In 1969–1970, the Brownlie Towers precinct was createdthe main feature of which was the twin 10-storey Brownlie Towers. Also included in the precinct were a smaller two-storey apartment complex, 104 two-storey townhouses and 20 single detached houses. Complete with a school, community centre, shopping area, swimming pool and sports facilities and linked to public transport, it was initially championed as a triumph of community building and innovative design by the State Housing Commission. However, social problems developed on and around the site, in part due to high vacancy rates and the public accessibility of the main towers. In 2002, the Government added the precinct to its "New Living" refurbishment program, which commenced at Brownlie Towers in 2004. Ultimately, the towers were demolished in 2019 to make way for the Bentley 360 residential development.

The Western Australian Technology Park was established opposite the university in 1985, and expanded in the 1990s. Over 90 companies, government departments and research groups with over 2,500 employees across a range of technological and scientific fields opened offices and research facilities at the park. It claims to contribute over $2 billion per annum to the Western Australian economy.

Population
In the 2016 Census, there were 8,782 people in Bentley. 33.6% of people were born in Australia. The next most common countries of birth were Malaysia 6.9%, China 6.3%, India 5.3%, England 4.1% and Indonesia 3.4%. 42.3% of people only spoke English at home. Other languages spoken at home included Mandarin 10.9%, Indonesian 3.5%, Cantonese 2.8%, Punjabi 1.8% and Other Southern Asian Languages 1.6%. The most common responses for religion were No Religion 25.2% and Catholic 15.6%.

Geography
Bentley is bounded by Kent Street to the west, Manning Road and Burton/Mills Streets to the south, Jarrah Road, Holder, Coolgardie and Tate Streets to the north and the Armadale railway line to the northeast. The section east of Albany Highway is largely commercial and industrial, while the area to the west bounded by Jarrah Road, Marquis Street, Cunning Road and Kent Street is dominated by environmental and cow grazing facilities. The rest is almost entirely residential.

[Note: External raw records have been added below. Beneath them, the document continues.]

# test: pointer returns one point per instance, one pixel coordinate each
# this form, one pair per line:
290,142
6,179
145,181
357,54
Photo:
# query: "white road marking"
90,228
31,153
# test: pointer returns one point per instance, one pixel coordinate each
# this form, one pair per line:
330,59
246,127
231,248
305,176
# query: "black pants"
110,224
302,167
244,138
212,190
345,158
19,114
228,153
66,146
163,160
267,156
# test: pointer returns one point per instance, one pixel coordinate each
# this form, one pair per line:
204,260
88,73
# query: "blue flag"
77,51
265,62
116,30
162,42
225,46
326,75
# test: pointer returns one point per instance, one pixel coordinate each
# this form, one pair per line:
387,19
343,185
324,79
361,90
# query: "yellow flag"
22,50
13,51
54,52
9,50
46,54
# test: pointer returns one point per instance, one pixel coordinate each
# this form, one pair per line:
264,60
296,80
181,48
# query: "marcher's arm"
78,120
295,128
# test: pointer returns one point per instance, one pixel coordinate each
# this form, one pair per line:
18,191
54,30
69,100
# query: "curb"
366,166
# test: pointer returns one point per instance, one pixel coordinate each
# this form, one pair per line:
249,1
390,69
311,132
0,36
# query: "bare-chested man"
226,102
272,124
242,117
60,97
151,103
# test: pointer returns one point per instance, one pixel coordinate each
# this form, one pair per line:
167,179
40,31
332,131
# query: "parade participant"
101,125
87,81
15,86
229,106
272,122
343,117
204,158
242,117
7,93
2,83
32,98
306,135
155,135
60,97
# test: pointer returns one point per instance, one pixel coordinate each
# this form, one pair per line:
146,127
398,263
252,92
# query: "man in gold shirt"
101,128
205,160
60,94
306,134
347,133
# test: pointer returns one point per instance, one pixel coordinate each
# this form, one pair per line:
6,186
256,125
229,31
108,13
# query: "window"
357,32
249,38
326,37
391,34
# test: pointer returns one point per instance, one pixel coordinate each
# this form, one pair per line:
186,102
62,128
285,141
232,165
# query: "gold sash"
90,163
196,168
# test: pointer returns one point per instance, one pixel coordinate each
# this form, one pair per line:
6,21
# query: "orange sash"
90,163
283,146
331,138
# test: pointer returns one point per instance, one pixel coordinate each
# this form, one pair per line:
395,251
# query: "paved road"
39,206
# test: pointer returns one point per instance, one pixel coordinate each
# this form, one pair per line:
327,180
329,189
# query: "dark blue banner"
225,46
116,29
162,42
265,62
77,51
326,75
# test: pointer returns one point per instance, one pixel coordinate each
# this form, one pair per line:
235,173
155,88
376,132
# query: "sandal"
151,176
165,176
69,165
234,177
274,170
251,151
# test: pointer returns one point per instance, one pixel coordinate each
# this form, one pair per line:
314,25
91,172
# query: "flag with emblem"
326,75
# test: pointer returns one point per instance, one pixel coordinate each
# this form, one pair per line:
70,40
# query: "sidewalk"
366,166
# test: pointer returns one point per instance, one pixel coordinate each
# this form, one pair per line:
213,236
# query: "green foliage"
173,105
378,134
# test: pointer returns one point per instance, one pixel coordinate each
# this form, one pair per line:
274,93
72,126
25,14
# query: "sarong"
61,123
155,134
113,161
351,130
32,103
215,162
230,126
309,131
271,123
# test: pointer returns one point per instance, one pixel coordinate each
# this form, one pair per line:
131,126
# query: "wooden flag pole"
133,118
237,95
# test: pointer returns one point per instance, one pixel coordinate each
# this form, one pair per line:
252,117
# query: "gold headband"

Senior and tertiary education 

Bentley contains a university, further education colleges and a senior high school.

 Curtin University
 Morling College
 South Metropolitan TAFE
 Canning College

The presence of Curtin University, Canning College (originally Bentley High School, built 1960 and reopened 1982 as a college supporting adults returning to education, one of only four in the State) and the Bentley campus of Polytechnic West has attracted large numbers of fee-paying international students to the area, many of whom live in the suburb or in nearby parts of East Victoria Park, St James, Karawara and Waterford. In 2001 the ABS reported that 25% of Bentley's population are from East or South-East Asia.

Facilities
Bentley is an established suburb with schools, restaurants, a shopping centre (The Bentley Centre, formerly La Plaza Bentley), the Bentley Hospital, and a large retirement housing complex (Rowethorpe and SwanCare). Although it is predominantly a residential suburb, Bentley has a retail and light-industrial component in the areas adjacent to Albany Highway. It also contains the Boronia Pre-release Centre for Women, a minimum-security prison.

Transport
The suburb is served by a range of bus services, including the CircleRoute from Oats Street railway station and the Transperth 34 and 72 bus routes between Perth City and Cannington interchange. These services are operated by the Public Transport Authority.

Politics
Bentley is a mixed-class suburb which consistently favours the Australian Labor Party at both federal and state elections. The strongest results for Labor are recorded at the Bentley Community Centre booth adjacent to Brownlie Towers.